# US Weather + Energy Analysis Pipeline Exploration

This notebook demonstrates how to load, explore, and visualize the processed weather and energy data for the app.

You will:

- Load the processed CSV data
- Inspect the data structure
- Visualize temperature and energy demand trends
- Analyze correlation between temperature and energy usage
- Create a usage patterns heatmap

In [None]:
# Import required libraries
import pandas as pd
import numpy as np
import matplotlib.pyplot as plt
import seaborn as sns

## Load the processed weather and energy data

In [None]:
# Load the processed CSV file
df = pd.read_csv('../data/processed/weather_energy_data.csv', parse_dates=['date'])
df.head()

## Inspect the data structure

In [None]:
# Show basic info and missing values
df.info()
df.isnull().sum()

## Visualize temperature and energy demand trends

In [None]:
# Plot temperature and energy demand over time for a selected city
city = 'New York'
city_df = df[df['city'] == city]

fig, ax1 = plt.subplots(figsize=(12, 5))
ax1.plot(city_df['date'], city_df['temp_avg_f'], color='tab:red', label='Avg Temp (°F)')
ax1.set_ylabel('Avg Temp (°F)', color='tab:red')
ax2 = ax1.twinx()
ax2.plot(city_df['date'], city_df['energy_demand_gwh'], color='tab:blue', label='Energy Demand (GWh)')
ax2.set_ylabel('Energy Demand (GWh)', color='tab:blue')
plt.title(f'Temperature and Energy Demand Trends in {city}')
plt.show()

## Correlation Analysis: Temperature vs. Energy Usage

In [None]:
# Scatter plot and correlation calculation
corr = city_df[['temp_avg_f', 'energy_demand_gwh']].corr().iloc[0,1]
plt.figure(figsize=(8,5))
sns.scatterplot(x='temp_avg_f', y='energy_demand_gwh', data=city_df)
plt.title(f'Temperature vs. Energy Usage in {city} (corr={corr:.2f})')
plt.xlabel('Avg Temp (°F)')
plt.ylabel('Energy Demand (GWh)')
plt.show()

## Usage Patterns Heatmap

This heatmap shows average energy demand by temperature range and day of week.

In [None]:
# Prepare bins and day of week
bins = [0, 50, 60, 70, 80, 90, np.inf]
labels = ['<50°F', '50-60°F', '60-70°F', '70-80°F', '80-90°F', '>90°F']
city_df['temp_range'] = pd.cut(city_df['temp_avg_f'], bins=bins, labels=labels, right=False)
city_df['day_of_week'] = city_df['date'].dt.day_name()

# Pivot for heatmap
heatmap_data = city_df.groupby(['temp_range', 'day_of_week'])['energy_demand_gwh'].mean().unstack()
day_order = ['Monday', 'Tuesday', 'Wednesday', 'Thursday', 'Friday', 'Saturday', 'Sunday']
heatmap_data = heatmap_data.reindex(columns=day_order)

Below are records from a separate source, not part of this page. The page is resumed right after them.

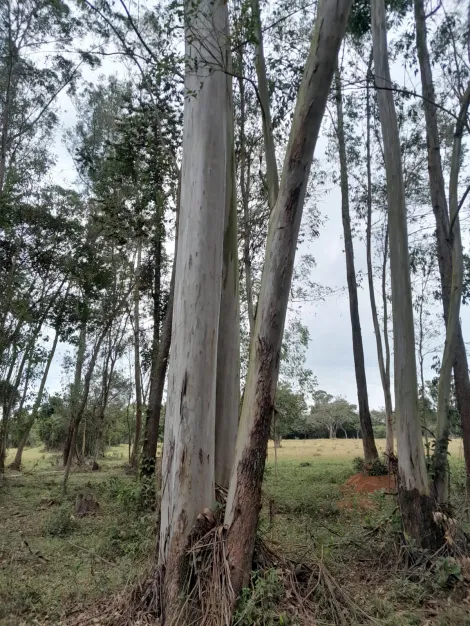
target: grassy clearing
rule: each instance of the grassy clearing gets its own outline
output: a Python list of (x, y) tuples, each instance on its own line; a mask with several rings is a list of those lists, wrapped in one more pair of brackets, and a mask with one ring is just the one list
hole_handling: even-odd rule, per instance
[[(376, 493), (364, 507), (364, 498), (345, 495), (352, 459), (360, 454), (357, 440), (285, 441), (276, 475), (269, 449), (260, 533), (285, 556), (320, 561), (351, 599), (341, 624), (324, 597), (315, 596), (315, 626), (470, 626), (464, 583), (446, 587), (437, 571), (400, 565), (395, 499)], [(451, 454), (458, 507), (460, 442), (452, 442)], [(111, 449), (100, 472), (74, 471), (65, 500), (54, 455), (30, 449), (24, 458), (24, 473), (8, 473), (0, 486), (0, 624), (58, 626), (141, 575), (154, 552), (154, 515), (139, 510), (139, 487), (125, 472), (126, 446)], [(97, 515), (75, 519), (78, 493), (96, 498)], [(466, 518), (461, 523), (470, 532)], [(255, 583), (238, 626), (295, 625), (276, 611), (276, 576), (273, 571)]]

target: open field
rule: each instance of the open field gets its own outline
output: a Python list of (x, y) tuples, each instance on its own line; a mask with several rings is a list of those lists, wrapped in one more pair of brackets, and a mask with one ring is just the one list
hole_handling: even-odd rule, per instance
[[(375, 443), (379, 452), (385, 451), (385, 439), (376, 439)], [(452, 459), (463, 461), (462, 440), (454, 439), (449, 444), (449, 452)], [(269, 459), (274, 459), (274, 445), (269, 442)], [(356, 456), (362, 456), (362, 441), (360, 439), (284, 439), (282, 447), (278, 448), (278, 461), (290, 461), (293, 459), (344, 459), (351, 460)]]
[[(276, 475), (270, 445), (260, 534), (279, 554), (320, 561), (347, 594), (339, 618), (320, 585), (308, 626), (470, 626), (464, 582), (442, 584), (434, 569), (404, 566), (395, 498), (345, 491), (361, 451), (357, 440), (284, 441)], [(458, 508), (464, 500), (460, 442), (452, 442), (451, 454)], [(76, 469), (64, 499), (56, 456), (29, 449), (23, 474), (8, 472), (0, 484), (1, 626), (68, 625), (139, 579), (154, 554), (155, 514), (139, 506), (140, 486), (126, 473), (127, 447), (112, 448), (99, 472)], [(78, 493), (96, 498), (96, 515), (75, 517)], [(466, 519), (460, 518), (470, 532)], [(255, 600), (240, 609), (237, 626), (298, 626), (276, 608), (275, 577), (273, 570), (272, 579), (254, 584)]]

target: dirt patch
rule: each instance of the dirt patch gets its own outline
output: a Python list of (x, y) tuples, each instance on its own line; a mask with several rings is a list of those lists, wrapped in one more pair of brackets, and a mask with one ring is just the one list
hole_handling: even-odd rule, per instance
[(367, 476), (359, 472), (348, 478), (345, 486), (353, 487), (356, 491), (363, 493), (374, 493), (374, 491), (380, 491), (381, 489), (395, 493), (396, 480), (395, 476)]
[(382, 489), (385, 493), (395, 494), (395, 476), (367, 476), (362, 472), (354, 474), (341, 488), (343, 498), (338, 502), (338, 507), (346, 510), (353, 508), (373, 509), (376, 503), (369, 496)]

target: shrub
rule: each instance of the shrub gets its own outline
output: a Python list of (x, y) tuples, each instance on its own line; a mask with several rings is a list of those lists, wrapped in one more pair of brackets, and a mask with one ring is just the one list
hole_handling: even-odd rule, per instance
[(71, 514), (67, 504), (62, 504), (56, 511), (51, 513), (46, 522), (44, 531), (52, 537), (67, 537), (77, 528), (78, 523)]
[(275, 626), (292, 623), (285, 613), (276, 611), (276, 605), (285, 595), (279, 572), (269, 569), (253, 572), (251, 586), (243, 589), (238, 601), (234, 623), (239, 626)]

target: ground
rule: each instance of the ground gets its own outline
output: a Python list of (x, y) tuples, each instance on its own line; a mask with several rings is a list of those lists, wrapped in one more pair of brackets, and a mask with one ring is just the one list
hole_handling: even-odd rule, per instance
[[(451, 442), (450, 451), (461, 511), (461, 443)], [(284, 441), (275, 464), (269, 449), (260, 534), (279, 554), (322, 568), (311, 624), (470, 626), (466, 562), (442, 557), (432, 567), (406, 565), (395, 497), (387, 488), (365, 494), (346, 484), (361, 453), (355, 439)], [(142, 576), (154, 553), (155, 519), (139, 506), (127, 455), (126, 446), (111, 448), (99, 472), (73, 472), (65, 499), (58, 455), (28, 449), (23, 473), (7, 473), (0, 483), (1, 626), (68, 624)], [(96, 514), (74, 515), (79, 493), (93, 495)], [(465, 517), (460, 523), (470, 532)], [(327, 597), (323, 587), (338, 591)], [(277, 610), (280, 594), (275, 569), (254, 579), (238, 626), (296, 624)]]

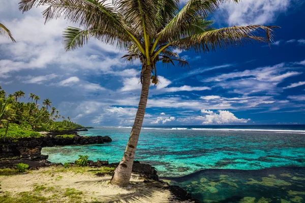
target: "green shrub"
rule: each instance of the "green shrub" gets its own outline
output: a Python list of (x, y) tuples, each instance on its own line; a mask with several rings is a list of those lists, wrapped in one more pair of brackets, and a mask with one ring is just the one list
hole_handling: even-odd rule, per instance
[(29, 166), (25, 163), (19, 163), (17, 164), (17, 168), (19, 171), (19, 172), (24, 173), (25, 172), (25, 170), (28, 168)]
[(75, 136), (74, 134), (60, 134), (58, 136), (56, 136), (55, 137), (57, 138), (73, 138)]
[(76, 160), (76, 165), (79, 166), (85, 166), (88, 165), (88, 158), (87, 155), (78, 155), (79, 158)]
[(70, 163), (64, 163), (64, 167), (65, 168), (68, 168), (70, 167)]
[[(5, 128), (0, 128), (0, 138), (3, 138), (5, 134)], [(19, 125), (16, 124), (10, 124), (8, 130), (7, 138), (18, 139), (23, 138), (39, 138), (44, 136), (37, 132), (24, 130)]]

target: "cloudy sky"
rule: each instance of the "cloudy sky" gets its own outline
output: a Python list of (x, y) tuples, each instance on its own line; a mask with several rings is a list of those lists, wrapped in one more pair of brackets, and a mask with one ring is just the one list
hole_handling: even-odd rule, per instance
[[(139, 62), (126, 63), (124, 50), (94, 39), (66, 52), (62, 35), (73, 25), (45, 25), (43, 8), (22, 14), (18, 2), (0, 0), (0, 21), (17, 42), (0, 38), (0, 86), (49, 98), (62, 115), (83, 125), (132, 124)], [(190, 70), (159, 64), (161, 84), (150, 88), (144, 125), (305, 124), (304, 10), (297, 0), (223, 5), (211, 16), (216, 27), (280, 26), (275, 42), (180, 53)]]

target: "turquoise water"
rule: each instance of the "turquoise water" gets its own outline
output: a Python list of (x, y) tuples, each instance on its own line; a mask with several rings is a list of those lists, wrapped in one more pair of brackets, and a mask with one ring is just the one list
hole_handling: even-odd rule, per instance
[[(185, 127), (144, 127), (135, 159), (202, 202), (305, 202), (304, 168), (281, 167), (305, 166), (305, 126)], [(130, 130), (90, 129), (81, 134), (109, 136), (112, 142), (44, 148), (42, 153), (53, 162), (74, 162), (78, 155), (118, 162)]]
[[(128, 140), (128, 128), (97, 128), (84, 136), (109, 136), (104, 145), (45, 148), (54, 162), (73, 162), (78, 155), (93, 160), (120, 160)], [(196, 130), (143, 129), (135, 159), (155, 166), (163, 177), (177, 177), (202, 169), (258, 170), (305, 166), (305, 131)]]

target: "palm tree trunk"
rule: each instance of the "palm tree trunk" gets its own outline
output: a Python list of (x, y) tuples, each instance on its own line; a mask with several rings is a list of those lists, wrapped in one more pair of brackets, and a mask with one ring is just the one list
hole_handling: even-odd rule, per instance
[(131, 176), (136, 149), (147, 102), (148, 91), (150, 85), (151, 69), (150, 65), (146, 65), (145, 70), (143, 71), (143, 84), (138, 111), (123, 158), (114, 171), (114, 174), (111, 179), (111, 184), (114, 185), (120, 186), (126, 186), (129, 182)]
[(6, 136), (8, 134), (8, 130), (9, 129), (9, 124), (10, 124), (9, 122), (8, 122), (8, 125), (7, 125), (7, 128), (5, 130), (5, 134), (4, 134), (4, 138), (3, 138), (3, 141), (5, 142), (5, 140), (6, 139)]

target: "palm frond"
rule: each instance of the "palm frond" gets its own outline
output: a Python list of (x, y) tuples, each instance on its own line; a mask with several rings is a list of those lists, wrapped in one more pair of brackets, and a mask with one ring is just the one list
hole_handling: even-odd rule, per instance
[(106, 44), (114, 45), (119, 48), (126, 49), (132, 41), (126, 32), (112, 32), (111, 31), (90, 28), (83, 30), (77, 27), (68, 26), (63, 35), (63, 45), (66, 51), (81, 47), (87, 44), (91, 37), (98, 39)]
[[(218, 48), (243, 45), (253, 41), (272, 42), (273, 35), (272, 29), (277, 28), (279, 27), (259, 25), (225, 27), (177, 40), (171, 45), (180, 50), (192, 49), (195, 52), (205, 53)], [(265, 32), (265, 37), (260, 35), (262, 31)]]
[(192, 21), (206, 18), (219, 6), (226, 2), (240, 0), (190, 0), (158, 34), (161, 38), (189, 29)]
[(66, 51), (69, 51), (81, 47), (88, 43), (92, 35), (89, 30), (69, 26), (65, 29), (63, 35), (64, 48)]
[[(188, 66), (190, 69), (190, 63), (186, 59), (183, 58), (173, 58), (170, 57), (168, 57), (165, 55), (159, 55), (158, 57), (158, 61), (162, 61), (163, 64), (168, 65), (170, 62), (173, 65), (175, 65), (173, 61), (178, 61), (178, 65), (182, 67)], [(160, 58), (161, 56), (162, 58)]]
[(7, 37), (10, 39), (13, 42), (16, 42), (16, 41), (14, 38), (13, 38), (13, 36), (12, 35), (10, 30), (2, 23), (0, 23), (0, 36)]

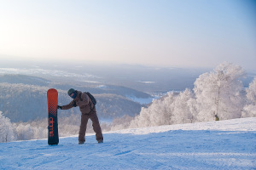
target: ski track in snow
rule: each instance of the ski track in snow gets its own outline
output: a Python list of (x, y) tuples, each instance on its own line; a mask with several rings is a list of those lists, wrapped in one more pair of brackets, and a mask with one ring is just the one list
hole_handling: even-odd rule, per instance
[(256, 117), (0, 144), (0, 169), (256, 169)]

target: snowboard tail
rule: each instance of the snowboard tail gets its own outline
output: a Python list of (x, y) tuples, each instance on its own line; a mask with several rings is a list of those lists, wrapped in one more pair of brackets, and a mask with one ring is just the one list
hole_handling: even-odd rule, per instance
[(47, 91), (48, 102), (48, 144), (58, 144), (58, 91), (50, 88)]

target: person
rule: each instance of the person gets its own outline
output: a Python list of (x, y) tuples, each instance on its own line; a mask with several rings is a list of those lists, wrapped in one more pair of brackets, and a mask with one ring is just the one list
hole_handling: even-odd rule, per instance
[(100, 126), (99, 119), (96, 114), (96, 107), (86, 93), (82, 93), (73, 88), (70, 88), (67, 92), (73, 100), (66, 105), (57, 108), (61, 110), (68, 110), (73, 107), (79, 106), (81, 111), (81, 124), (79, 134), (79, 144), (85, 142), (85, 132), (88, 119), (92, 121), (93, 130), (96, 133), (96, 139), (98, 143), (103, 143), (103, 135)]
[(219, 121), (218, 115), (215, 115), (215, 121)]

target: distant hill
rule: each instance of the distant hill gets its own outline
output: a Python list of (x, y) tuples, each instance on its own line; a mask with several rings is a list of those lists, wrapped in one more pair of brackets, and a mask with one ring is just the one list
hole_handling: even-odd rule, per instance
[[(0, 110), (13, 122), (45, 118), (48, 112), (46, 93), (51, 88), (58, 90), (61, 105), (72, 100), (67, 94), (70, 88), (90, 92), (97, 99), (96, 109), (100, 119), (108, 120), (140, 112), (142, 105), (126, 96), (151, 97), (137, 90), (113, 85), (83, 86), (82, 83), (61, 83), (26, 75), (0, 75)], [(80, 111), (79, 108), (73, 108), (62, 111), (60, 116), (67, 116), (71, 113), (80, 114)]]

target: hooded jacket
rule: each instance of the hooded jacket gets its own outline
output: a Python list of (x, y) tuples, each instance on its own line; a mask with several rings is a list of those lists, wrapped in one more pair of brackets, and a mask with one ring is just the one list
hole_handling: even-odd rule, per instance
[[(73, 107), (79, 106), (82, 114), (89, 114), (94, 106), (91, 99), (85, 93), (77, 90), (76, 93), (77, 97), (73, 99), (68, 105), (62, 105), (61, 110), (68, 110)], [(95, 110), (95, 108), (93, 110)]]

plt.figure(figsize=(10,6))
sns.heatmap(heatmap_data, annot=True, fmt='.0f', cmap='coolwarm')
plt.title(f'Usage Patterns Heatmap for {city}')
plt.ylabel('Temperature Range')
plt.xlabel('Day of Week')
plt.show()

## Notes & Business Rules

- Weather data is converted from Celsius to Fahrenheit in the pipeline.
- Data quality checks are performed before analysis.
- The dashboard warns if the selected date range has less than 20°F temperature variation.
- Heatmap bins are designed to show how energy demand changes with temperature and day of week.